Details
-
Bug
-
Status: Open
-
Major
-
Resolution: Unresolved
-
None
-
None
-
None
Description
Currently we found an issue that many localizers of completed containers were launched and exhausted memory/cpu of that machine after NM restarted, these containers were all failed and completed when localizing on a non-existed local directory which is caused by another problem, but their final states weren't recorded in NM state store.

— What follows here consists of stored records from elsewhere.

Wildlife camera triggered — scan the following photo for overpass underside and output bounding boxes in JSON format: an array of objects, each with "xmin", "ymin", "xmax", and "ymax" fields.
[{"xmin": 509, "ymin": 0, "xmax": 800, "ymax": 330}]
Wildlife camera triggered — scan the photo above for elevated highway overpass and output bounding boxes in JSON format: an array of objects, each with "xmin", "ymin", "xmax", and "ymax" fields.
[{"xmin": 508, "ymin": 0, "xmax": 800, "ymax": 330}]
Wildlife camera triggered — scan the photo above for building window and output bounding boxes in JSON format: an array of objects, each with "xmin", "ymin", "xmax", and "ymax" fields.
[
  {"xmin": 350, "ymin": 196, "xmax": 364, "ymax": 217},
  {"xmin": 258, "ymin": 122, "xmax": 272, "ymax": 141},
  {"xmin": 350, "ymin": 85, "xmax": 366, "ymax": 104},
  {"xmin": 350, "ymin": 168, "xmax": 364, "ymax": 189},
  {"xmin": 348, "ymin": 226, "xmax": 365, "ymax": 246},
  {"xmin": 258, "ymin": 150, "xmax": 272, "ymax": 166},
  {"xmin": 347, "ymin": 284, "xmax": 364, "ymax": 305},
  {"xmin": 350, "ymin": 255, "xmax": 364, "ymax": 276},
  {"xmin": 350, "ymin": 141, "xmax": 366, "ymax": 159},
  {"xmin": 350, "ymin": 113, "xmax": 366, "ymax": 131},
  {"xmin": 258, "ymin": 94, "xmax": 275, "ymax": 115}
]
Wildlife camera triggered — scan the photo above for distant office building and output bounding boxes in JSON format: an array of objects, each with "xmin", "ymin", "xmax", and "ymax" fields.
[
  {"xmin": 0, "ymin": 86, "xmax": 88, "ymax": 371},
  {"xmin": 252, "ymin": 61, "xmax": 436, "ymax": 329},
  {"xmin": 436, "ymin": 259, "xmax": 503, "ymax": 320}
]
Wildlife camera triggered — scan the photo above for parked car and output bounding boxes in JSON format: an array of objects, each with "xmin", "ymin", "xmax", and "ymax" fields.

The process flow of a fail-to-localize container is as follow:
ResourceLocalizationService$LocalizerRunner#run -> ContainerImpl$ResourceFailedTransition#transition handle LOCALIZING -> LOCALIZATION_FAILED upon RESOURCE_FAILED dispatch LocalizationEventType.CLEANUP_CONTAINER_RESOURCES -> ResourceLocalizationService#handleCleanupContainerResources handle CLEANUP_CONTAINER_RESOURCES dispatch ContainerEventType.CONTAINER_RESOURCES_CLEANEDUP -> ContainerImpl$LocalizationFailedToDoneTransition#transition handle LOCALIZATION_FAILED -> DONE upon CONTAINER_RESOURCES_CLEANEDUP
There's no update for state store in this flow now, which is required to avoid unnecessary localizations after NM restarts.